Osgoode prof questions Canada’s stance in trade talks with EU

Even as Canadian and European Union negotiators sit down this week for the sixth round of free trade talks, a series of sensitive issues – both political and technical – are causing delays, wrote Embassy, Canada’s foreign policy newspaper, Jan. 19.

A Canadian request for inclusion of a dispute settlement mechanism, similar to NAFTA’s controversial Chapter 11, is stalling part of the talks, as the European Commission must obtain an extended negotiating mandate from member states.

Gus Van Harten, professor of international investment law in York University’s Osgoode Hall Law School, said he was “scratching his head” trying to understand why Canada would be pushing for such a provision, since “it is quite likely we will see a significant number of claims by European companies seeking to challenge often legitimate regulatory measures on the part of the governments.”

Furthermore, Van Harten said that out of 15 finalized cases Canadian investors brought around the world, none ended with compensations.

Lessons on disaster management from Haiti

One of the country’s leading academics has said that there are valuable lessons to be learned on disaster management and mitigation from Haiti, wrote the North American online edition of Jamaica’s The Gleaner in its issue dated Jan. 25.

Ali Asgary, professor in York’s School of Administrative Studies and director of the graduate program in Disaster & Emergency Management at York, said representatives of non-governmental organizations, government officials and others who went to Haiti in the weeks and months following the initial disaster met at York University to discuss what the emergency management sector has learned from the tragedy and how risk reduction strategies can be improved based on these lessons.

“These events are going to be repeated if we really don’t plan for mitigation; if we don’t enforce our building codes. First of all, we should have them. After that, the implementation is an important aspect,” said Asgary.

He further said countries in the Caribbean should come together to discuss whether they are ready to deal with disasters like this in the future. “All these cities are on the same geological structure. They would face the same issues,” he said.

“I think the Haitian redevelopment and reconstruction cannot be done by Haiti only, but it is necessary and important that countries in the Caribbean, including Jamaica, Cuba, Puerto Rico and the Dominican Republic come together and do something to help Haiti recover,” said Asgary.

An Islamic republic’s un-Islamic blasphemy laws

What is apparent today is that while the anti-blasphemy laws [in Pakistan] may once have succeeded in upholding the honour of the Prophet, those same laws have become little more than tools for personal revenge and state-sanctioned persecution of religious minorities, wrote Mohsina Islam, a student in the Professional Writing program in York University’s Faculty of Liberal Arts & Professional Studies, in the National Post’s religion blog “Holy Post” Jan. 18.

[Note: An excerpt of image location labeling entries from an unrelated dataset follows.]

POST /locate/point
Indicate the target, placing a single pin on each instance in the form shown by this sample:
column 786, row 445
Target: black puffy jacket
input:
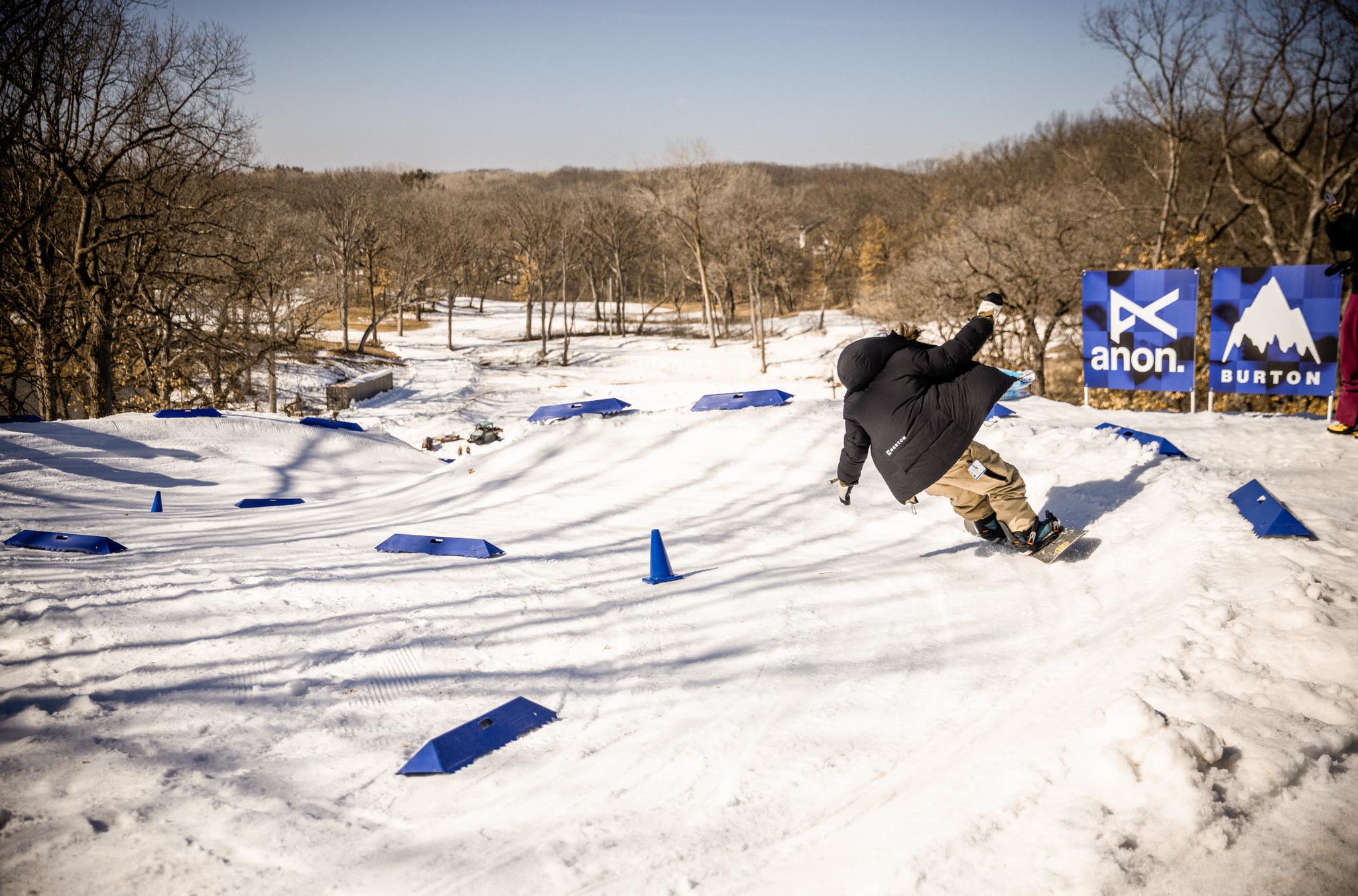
column 1343, row 234
column 917, row 406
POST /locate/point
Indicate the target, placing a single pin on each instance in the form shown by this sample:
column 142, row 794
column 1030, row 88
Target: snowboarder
column 1342, row 230
column 917, row 408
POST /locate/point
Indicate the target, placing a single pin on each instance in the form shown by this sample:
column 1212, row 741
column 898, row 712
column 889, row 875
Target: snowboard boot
column 987, row 528
column 1038, row 537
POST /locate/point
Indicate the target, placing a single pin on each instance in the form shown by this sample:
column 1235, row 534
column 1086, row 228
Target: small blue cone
column 660, row 571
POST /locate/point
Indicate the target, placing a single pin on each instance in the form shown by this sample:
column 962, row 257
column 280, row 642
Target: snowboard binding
column 1042, row 534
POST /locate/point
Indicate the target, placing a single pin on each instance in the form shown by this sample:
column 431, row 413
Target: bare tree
column 1288, row 119
column 1167, row 45
column 116, row 121
column 684, row 194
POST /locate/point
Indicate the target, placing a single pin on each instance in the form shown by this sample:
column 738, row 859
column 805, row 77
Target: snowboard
column 1053, row 549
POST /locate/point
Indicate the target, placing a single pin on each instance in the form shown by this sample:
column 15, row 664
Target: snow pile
column 833, row 699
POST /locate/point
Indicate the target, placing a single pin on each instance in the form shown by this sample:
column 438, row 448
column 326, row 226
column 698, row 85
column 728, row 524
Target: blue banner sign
column 1140, row 329
column 1274, row 330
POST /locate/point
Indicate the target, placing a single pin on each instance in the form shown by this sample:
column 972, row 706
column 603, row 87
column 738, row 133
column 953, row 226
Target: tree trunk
column 273, row 383
column 527, row 319
column 706, row 296
column 344, row 304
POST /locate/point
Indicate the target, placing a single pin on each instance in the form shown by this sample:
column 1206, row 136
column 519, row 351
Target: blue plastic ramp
column 1266, row 514
column 561, row 412
column 463, row 744
column 330, row 424
column 188, row 412
column 731, row 401
column 1145, row 439
column 66, row 542
column 443, row 546
column 268, row 502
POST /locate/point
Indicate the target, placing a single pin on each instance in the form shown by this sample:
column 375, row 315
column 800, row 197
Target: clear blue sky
column 536, row 86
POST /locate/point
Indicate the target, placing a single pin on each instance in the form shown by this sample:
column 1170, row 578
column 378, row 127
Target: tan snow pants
column 1000, row 490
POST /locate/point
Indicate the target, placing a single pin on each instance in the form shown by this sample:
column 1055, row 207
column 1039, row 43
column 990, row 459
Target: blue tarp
column 561, row 412
column 731, row 401
column 188, row 412
column 1020, row 388
column 1266, row 514
column 443, row 546
column 330, row 424
column 463, row 744
column 1145, row 439
column 66, row 542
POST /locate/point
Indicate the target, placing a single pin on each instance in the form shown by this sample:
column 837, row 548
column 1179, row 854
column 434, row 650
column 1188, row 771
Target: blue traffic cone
column 660, row 571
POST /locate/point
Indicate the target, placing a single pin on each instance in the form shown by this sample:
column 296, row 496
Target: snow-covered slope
column 834, row 699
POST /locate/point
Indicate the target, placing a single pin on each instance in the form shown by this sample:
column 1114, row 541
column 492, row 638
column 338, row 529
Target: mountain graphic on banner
column 1268, row 318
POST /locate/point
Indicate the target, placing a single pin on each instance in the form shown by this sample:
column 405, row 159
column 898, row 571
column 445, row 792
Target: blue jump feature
column 561, row 412
column 440, row 546
column 660, row 569
column 66, row 542
column 731, row 401
column 1145, row 439
column 188, row 412
column 1266, row 512
column 458, row 748
column 330, row 424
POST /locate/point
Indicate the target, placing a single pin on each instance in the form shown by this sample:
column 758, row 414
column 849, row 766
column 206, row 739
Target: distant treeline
column 145, row 261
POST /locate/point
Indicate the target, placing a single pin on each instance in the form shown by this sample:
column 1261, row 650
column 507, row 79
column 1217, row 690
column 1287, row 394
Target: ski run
column 833, row 699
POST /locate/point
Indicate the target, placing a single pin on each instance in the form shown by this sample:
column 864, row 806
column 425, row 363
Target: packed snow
column 833, row 699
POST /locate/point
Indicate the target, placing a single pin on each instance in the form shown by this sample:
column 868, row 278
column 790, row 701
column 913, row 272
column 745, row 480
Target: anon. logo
column 1149, row 314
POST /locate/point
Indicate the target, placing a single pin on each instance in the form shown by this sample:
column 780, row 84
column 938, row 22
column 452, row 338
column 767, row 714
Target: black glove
column 991, row 304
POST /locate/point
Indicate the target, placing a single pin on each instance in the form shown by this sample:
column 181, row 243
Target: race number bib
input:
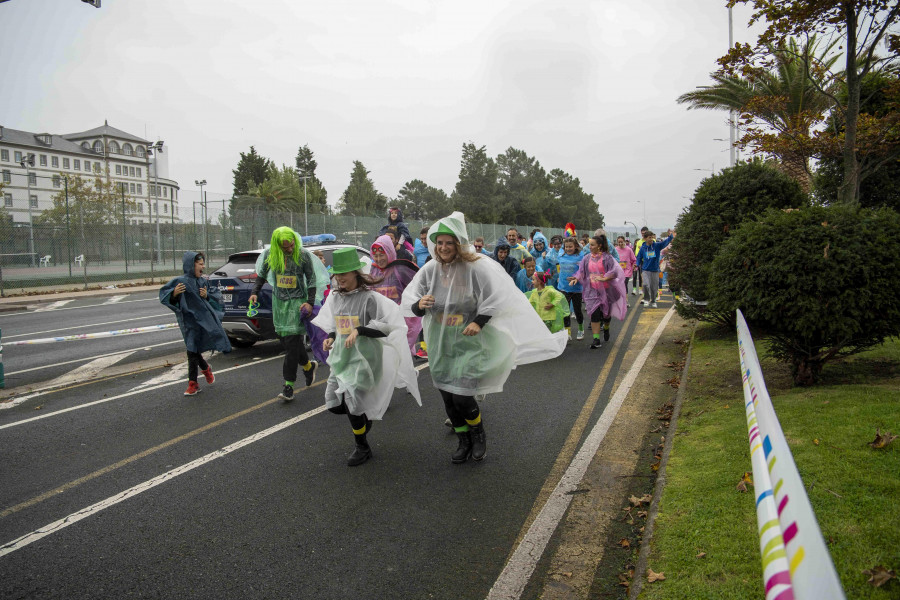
column 345, row 324
column 286, row 281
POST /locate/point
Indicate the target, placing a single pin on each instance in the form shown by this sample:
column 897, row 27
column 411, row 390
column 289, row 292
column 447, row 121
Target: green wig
column 276, row 254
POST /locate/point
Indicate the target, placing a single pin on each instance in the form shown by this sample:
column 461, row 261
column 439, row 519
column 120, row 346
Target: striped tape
column 795, row 560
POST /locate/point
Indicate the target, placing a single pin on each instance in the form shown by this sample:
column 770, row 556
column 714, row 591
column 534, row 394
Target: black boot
column 463, row 450
column 479, row 441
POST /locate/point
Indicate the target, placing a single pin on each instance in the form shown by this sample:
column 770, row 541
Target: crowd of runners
column 473, row 314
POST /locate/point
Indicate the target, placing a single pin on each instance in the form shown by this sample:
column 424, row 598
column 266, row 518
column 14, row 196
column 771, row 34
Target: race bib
column 345, row 324
column 286, row 281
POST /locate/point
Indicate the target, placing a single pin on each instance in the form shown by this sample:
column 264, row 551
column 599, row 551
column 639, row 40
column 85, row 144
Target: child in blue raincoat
column 199, row 311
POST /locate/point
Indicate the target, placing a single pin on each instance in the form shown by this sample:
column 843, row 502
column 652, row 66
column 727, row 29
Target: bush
column 720, row 204
column 818, row 281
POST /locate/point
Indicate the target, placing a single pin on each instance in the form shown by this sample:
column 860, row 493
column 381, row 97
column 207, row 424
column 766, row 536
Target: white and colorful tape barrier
column 94, row 336
column 796, row 563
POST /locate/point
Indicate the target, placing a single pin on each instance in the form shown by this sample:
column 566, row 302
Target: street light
column 158, row 147
column 26, row 162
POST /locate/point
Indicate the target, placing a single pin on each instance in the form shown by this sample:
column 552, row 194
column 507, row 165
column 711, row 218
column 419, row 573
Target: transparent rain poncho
column 515, row 335
column 366, row 374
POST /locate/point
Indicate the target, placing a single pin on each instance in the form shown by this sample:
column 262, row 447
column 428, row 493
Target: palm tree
column 789, row 98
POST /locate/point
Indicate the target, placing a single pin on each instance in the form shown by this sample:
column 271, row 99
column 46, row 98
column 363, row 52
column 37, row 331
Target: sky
column 588, row 87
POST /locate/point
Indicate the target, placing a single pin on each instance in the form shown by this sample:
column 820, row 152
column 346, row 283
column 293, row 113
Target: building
column 123, row 158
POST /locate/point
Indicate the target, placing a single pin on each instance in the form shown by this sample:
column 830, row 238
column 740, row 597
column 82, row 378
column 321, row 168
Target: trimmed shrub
column 720, row 204
column 818, row 281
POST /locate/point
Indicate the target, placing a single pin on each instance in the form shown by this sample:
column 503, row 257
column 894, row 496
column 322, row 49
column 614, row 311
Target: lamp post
column 150, row 152
column 26, row 162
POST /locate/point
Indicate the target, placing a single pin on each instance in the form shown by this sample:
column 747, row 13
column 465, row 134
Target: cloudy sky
column 585, row 86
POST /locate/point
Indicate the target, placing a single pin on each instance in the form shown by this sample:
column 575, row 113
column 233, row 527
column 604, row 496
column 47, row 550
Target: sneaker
column 311, row 374
column 287, row 394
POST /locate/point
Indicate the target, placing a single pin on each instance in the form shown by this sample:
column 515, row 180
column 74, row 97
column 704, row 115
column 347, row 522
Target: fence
column 796, row 562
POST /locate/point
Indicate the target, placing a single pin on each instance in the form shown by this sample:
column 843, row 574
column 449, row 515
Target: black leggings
column 575, row 299
column 294, row 354
column 460, row 408
column 195, row 360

Over the years, numerous Pakistanis have exploited the anti-blasphemy laws by turning in neighbours who may have spoken ill of them or landlords who may have forcefully requested overdue rent. For religious minorities like Hindus, Christians and Ahmadi Muslims, the blasphemy laws have carried heavy penalties. Dozens of minorities have died innocent deaths over accusations of defiling the Koran or the Prophet. Rarely, if ever, have such accusations been taken to court, and rarely have the accused been given a fair trial.

Contrary to what the Pakistani government and many fundamentalist Muslims believe (and militantly argue), Allah has not vested the authority to punish a blasphemer in any Muslim. Therefore, Pakistan, as an Islamic Republic, should repeal the anti-blasphemy laws immediately. The Governor of Pakistan’s Punjab province, Salman Taseer, should not have been killed trying to fight for repeal, and the Pope should not have had to urge Pakistan to repeal the blasphemy laws. The fact that Taseer has died trying to change the system and the Pope has enjoined Pakistan to repeal the laws should be a matter of deep shame and reason enough for a country that fancies itself an Islamic Republic to abolish laws that are wholly un-Islamic.

On air

  • Moshe Milevsky, finance professor in the Schulich School of Business at York University, spoke about the federal government’s new rules for home mortgages, on CBC Radio Calgary Jan. 18.